UOL Esporte - Você chegou a ser preso no Chile, não é?
Servílio: Cheguei em março de 1972 e em 1973 houve o golpe militar, em que fui detido. Os caras me levaram para a delegacia, tive que contar minha vida toda. Outras pessoas da minha família também ficaram detidas, alguns por meses lá no Chile. Era uma caça às bruxas, se você pensasse diferente era oposição e ia para a cadeia. Mataram muita gente, tinha toque de recolher e tudo... Voltei ao Brasil por ter perdido o emprego e precisar cuidar dos meus filhos, José Luís e Gabriel.

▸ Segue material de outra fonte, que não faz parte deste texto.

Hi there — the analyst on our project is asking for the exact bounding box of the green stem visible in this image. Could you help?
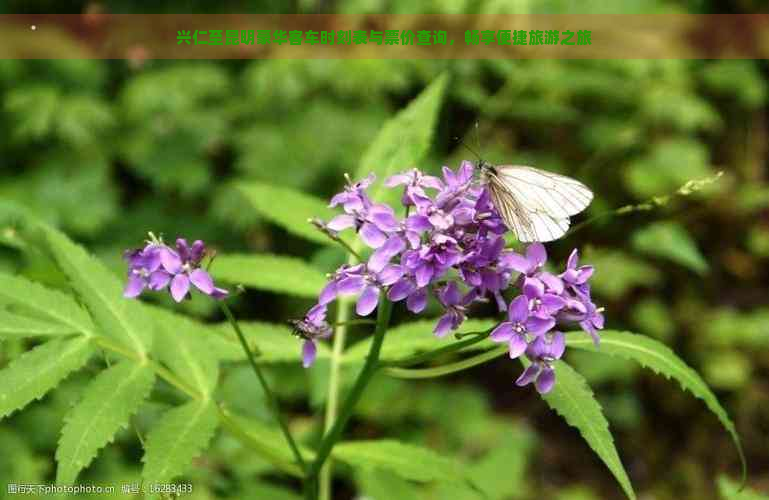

Fui bem aceito aqui e resolvi lutar.

UOL Esporte - Como foi esta volta aos ringues mesmo após a lesão?
Servílio: Foi duro. Decidi voltar porque eu tinha condições físicas e confiava em mim. E, em segundo lugar, porque era mais uma entrada (de dinheiro) para eu cuidar dos meus filhos. Subi rapidamente no ranking e, quando fui ao Chile recuperar meu título sul-americano, os caras não me deixaram de lutar, dizendo ter a intenção de proteger minha integridade física. Aquele chileno não ia ganhar de mim nunca...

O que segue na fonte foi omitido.